Em 28 de junho de 1969, tiveram início os protestos da comunidade LGBTQ na parte sul de Manhattan, em Nova Iorque, no Stonewall Inn, um acontecimento que é hoje conhecido internacionalmente como os Motins de Stonewall. Na década de 1960, a maioria dos estabelecimentos não acolhia pessoas LGBTQ e os bares gays eram frequentemente alvo de rusgas policiais. No entanto, quando a polícia fez uma rusga ao Stonewall Inn a 28 de junho, perdeu rapidamente o controlo, uma vez que os clientes do bar decidiram ripostar. Nas noites seguintes, eclodiram mais protestos, o que trouxe maior atenção e sensibilização para a causa LGBTQ. Semanas mais tarde, formaram-se organizações e jornais que promoviam estritamente a necessidade de direitos iguais. Um ano depois, a 28 de junho de 1970, realizaram-se marchas do orgulho por todo os Estados Unidos, abrindo caminho para as marchas do orgulho que hoje se realizam em todo o mundo.

Epidemia de VIH/SIDA

Na década de 1980, a comunidade LGBTQ começou a ser afetada por uma nova doença que se manifestava predominantemente em homens homossexuais outrora saudáveis, cujo estado de saúde se deteriorava rapidamente devido a um vírus causador de imunodeficiência.
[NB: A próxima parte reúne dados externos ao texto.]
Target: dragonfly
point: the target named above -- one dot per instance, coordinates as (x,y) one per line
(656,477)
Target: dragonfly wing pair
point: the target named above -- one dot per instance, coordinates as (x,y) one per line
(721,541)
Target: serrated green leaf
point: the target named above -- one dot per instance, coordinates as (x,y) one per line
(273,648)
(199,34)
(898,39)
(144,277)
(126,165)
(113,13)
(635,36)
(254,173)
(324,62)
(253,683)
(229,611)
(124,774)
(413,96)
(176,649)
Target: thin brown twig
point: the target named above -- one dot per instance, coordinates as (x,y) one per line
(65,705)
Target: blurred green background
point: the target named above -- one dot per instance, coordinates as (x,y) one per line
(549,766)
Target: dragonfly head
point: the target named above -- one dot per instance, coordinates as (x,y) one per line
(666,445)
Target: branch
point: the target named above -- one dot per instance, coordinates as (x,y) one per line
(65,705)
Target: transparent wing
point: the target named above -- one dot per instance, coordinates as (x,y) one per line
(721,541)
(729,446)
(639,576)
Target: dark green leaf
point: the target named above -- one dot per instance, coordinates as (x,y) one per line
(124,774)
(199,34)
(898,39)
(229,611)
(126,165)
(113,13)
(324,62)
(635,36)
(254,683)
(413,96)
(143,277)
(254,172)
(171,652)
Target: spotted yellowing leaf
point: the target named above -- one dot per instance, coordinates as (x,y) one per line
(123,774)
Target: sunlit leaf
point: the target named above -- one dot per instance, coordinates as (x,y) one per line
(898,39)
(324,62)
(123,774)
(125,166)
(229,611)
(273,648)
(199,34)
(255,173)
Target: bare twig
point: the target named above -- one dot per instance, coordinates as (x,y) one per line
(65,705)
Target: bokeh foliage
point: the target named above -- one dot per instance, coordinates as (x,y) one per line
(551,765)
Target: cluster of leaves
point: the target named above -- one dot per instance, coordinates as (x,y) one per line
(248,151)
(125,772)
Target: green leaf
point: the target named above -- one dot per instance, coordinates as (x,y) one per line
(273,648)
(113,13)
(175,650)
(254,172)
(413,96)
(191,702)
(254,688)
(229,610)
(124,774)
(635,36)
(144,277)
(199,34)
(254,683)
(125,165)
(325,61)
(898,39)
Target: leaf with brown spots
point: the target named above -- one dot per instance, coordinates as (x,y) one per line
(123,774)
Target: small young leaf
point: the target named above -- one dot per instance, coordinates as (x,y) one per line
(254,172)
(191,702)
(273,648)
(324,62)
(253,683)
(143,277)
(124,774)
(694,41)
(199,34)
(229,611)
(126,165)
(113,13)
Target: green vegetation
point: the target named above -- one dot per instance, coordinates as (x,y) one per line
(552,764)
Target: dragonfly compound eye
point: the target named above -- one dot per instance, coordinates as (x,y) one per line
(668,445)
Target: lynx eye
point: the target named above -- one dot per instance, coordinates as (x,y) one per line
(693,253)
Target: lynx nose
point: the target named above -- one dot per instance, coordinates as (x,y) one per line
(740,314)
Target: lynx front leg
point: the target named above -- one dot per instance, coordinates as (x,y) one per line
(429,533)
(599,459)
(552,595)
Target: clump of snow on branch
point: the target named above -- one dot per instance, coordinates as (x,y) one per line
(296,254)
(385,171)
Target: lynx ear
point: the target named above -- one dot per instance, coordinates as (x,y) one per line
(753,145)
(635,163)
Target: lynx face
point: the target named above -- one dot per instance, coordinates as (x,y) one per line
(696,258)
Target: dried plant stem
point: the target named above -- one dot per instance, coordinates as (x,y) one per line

Esta situação acabou por ficar conhecida como a epidemia global de VIH/SIDA ao longo das décadas de 80 e 90. O estigma contra a comunidade homossexual, bem como a falta de financiamento governamental e de investigação, levaram a um elevado número de vítimas, particularmente entre homens homossexuais e bissexuais e pessoas de cor. Mais uma vez, a comunidade LGBTQ uniu-se para sensibilizar o público, exigir apoio governamental para a investigação e divulgar educação de saúde que salva vidas. Hoje, graças ao trabalho realizado pela comunidade LGBTQ, a medicação preventiva está amplamente disponível para ajudar a travar a propagação do VIH/SIDA e, embora ainda não exista cura, as pessoas que vivem com a doença podem continuar a levar uma vida plena com os cuidados adequados.

Rumo ao futuro

O CRIO orgulha-se de celebrar o passado, o presente e o futuro da comunidade LGBTQ ao longo de todo o ano, mas especialmente durante o mês do Orgulho. Atualmente, mais de 30 países aprovaram a igualdade no casamento e foram aprovadas leis em todo o mundo que melhoram a igualdade de direitos para a comunidade LGBTQ. A investigação clínica também tem abraçado mudanças positivas para a comunidade LGBTQ, como se pode ver em organizações como o Whitman-Walker Institute , que promovem cuidados e prevenção do VIH, testes de IST, cuidados de saúde que afirmam o género, investigação, políticas e defesa de direitos, educação e formação, entre outros. Embora haja sempre trabalho a fazer, é importante orgulharmo-nos dos sucessos que nos trouxeram até aqui.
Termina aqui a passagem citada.